Remember the politic at the time is Judge Green has unleashed AT&T and they
are now allowed to be in the biz, and the  sales/marketing folks AT&T was
pushing the 3B20 and the WE32000 - so there are big forces behind the
scenes that are not obvious/clear.



> and development software stuff until ELF comes along some time later.
>
Yep - never quite understood what the push for ELF was over COFF after all
the effort to drive COFF down people's throat.   Note Microsoft "embraced
and extended" COFF as their format -- originally because of Xenix I believe.
   Someone like Paul W may have some insights on this and that was before
the 3B20.

What was the format that the original Xenix used - when it was targeting
PDP-11, 68000, x86 and Z8000?  Again I'm fuzzy on the details here.
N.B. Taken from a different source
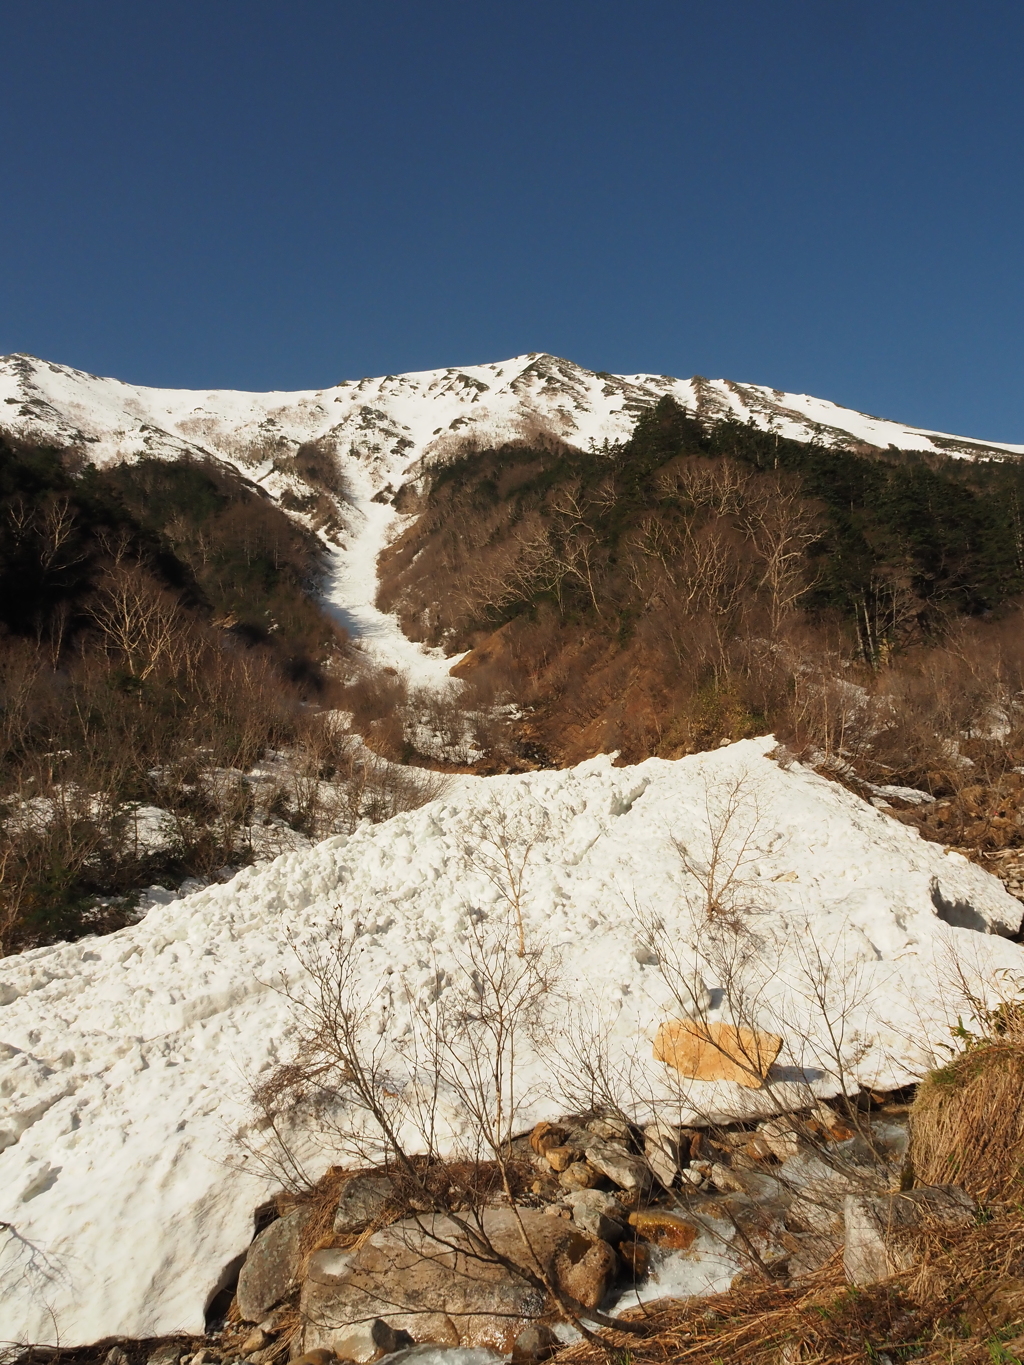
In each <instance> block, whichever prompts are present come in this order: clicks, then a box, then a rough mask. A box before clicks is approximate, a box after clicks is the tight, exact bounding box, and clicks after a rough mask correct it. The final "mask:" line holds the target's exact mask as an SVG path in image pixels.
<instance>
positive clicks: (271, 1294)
mask: <svg viewBox="0 0 1024 1365" xmlns="http://www.w3.org/2000/svg"><path fill="white" fill-rule="evenodd" d="M307 1220H309V1211H307V1209H304V1208H296V1209H295V1211H294V1212H292V1213H288V1215H285V1218H279V1219H277V1220H276V1222H274V1223H270V1226H269V1227H265V1228H264V1231H262V1233H261V1234H259V1235H258V1237H257V1238H255V1241H254V1242H253V1245H251V1246H250V1248H248V1254H247V1256H246V1261H244V1265H243V1267H242V1271H240V1274H239V1278H238V1291H236V1299H238V1310H239V1316H240V1317H242V1320H243V1323H261V1321H262V1320H264V1319H265V1317H266V1314H268V1312H269V1310H270V1309H272V1308H273V1306H274V1304H280V1301H281V1299H283V1298H285V1297H287V1295H288V1294H291V1291H292V1290H294V1289H295V1286H296V1284H298V1283H299V1263H300V1259H302V1234H303V1231H304V1230H306V1223H307Z"/></svg>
But I
do remember during the license discussions that would lead to System III,
that one of things the Microsoft team was worried about -- IIRC it was Bob
Greenberg pushing all that.  I lost contact with Bob a few years ago, but
if we can find him, I would expect Bob to know what Xenix was doing.  And
again that negotiation>>starts<< all pre-Judge Green, but finishes up soon
afterwards.

>
> I guess other questions this raises are:
>
>    1. Were the original VAX tools built with any attention to
>    compatibility with the PDP-11 bits Ken and Dennis wrote many years prior
>    (based on some option discrepancies, possibly not?)
>
> hrmph... folks started with the PDP-11 tools and changed them as needed.
I'm not sure compatibility is the right term.  They were retargeted nad
moved forward by people trying support a new machine they got and did not
want run DEC's OS.

>
>    1. Do the VAX utilities derive from the Interdata 8/32 work or if
>    there was actually another stream of tools as part of that project?
>
> I guess I don't understand the question.  The original V7 tools were
retargeted.  When useful features were added, they might be
offered/returned to other folks, but remember, Research is not "supporting"
UNIX.  USG is where things start to think in terms of multiple targets
>>before Judge Green<< and then after Judge Green, there was a push to stop
using non-AT&T based equipment or chips in the Bell System and make what
Western Electric was selling be attractive [which sometimes was a little
bit of putting lipstick on porcine as it were].  For instance, Rob and
Barts's original JERQ is 68000 based, but by the time it becomes a product
as 5620 it has to be refactored as a WE32000.



>
>    1. Was there any interplay between the existing tool streams (original
>    PDP-11, 32V's VAX utilities, possibly Interdata 8/32) and the eventual
>    COFF/SGS stuff, or was the latter pretty well siloed in 3B-20 land until
>    deployment with 4.1?
>
> I think you are putting too much on the 3B program itself.  The 3B was the
task at hand at the time and a solid opportunity to bring to bear business
choices being made.  You need to look at the greater business to understand
a lot of the choices.  A lot of things were happening in parallel in the
market that had other impacts on technology and how it was delivered -- the
3B program was the "technology train" leaving the station that some of them
got attached to/delivered using.

But, I as I said to you when we chatted, you really can not
underestimate what was happening (or not happening) as AT&T changed its
business focus - pre/post-Judge Green. It was a large company with lots of
different spheres of interest (read - different executives), each being
measured with different things that they might value.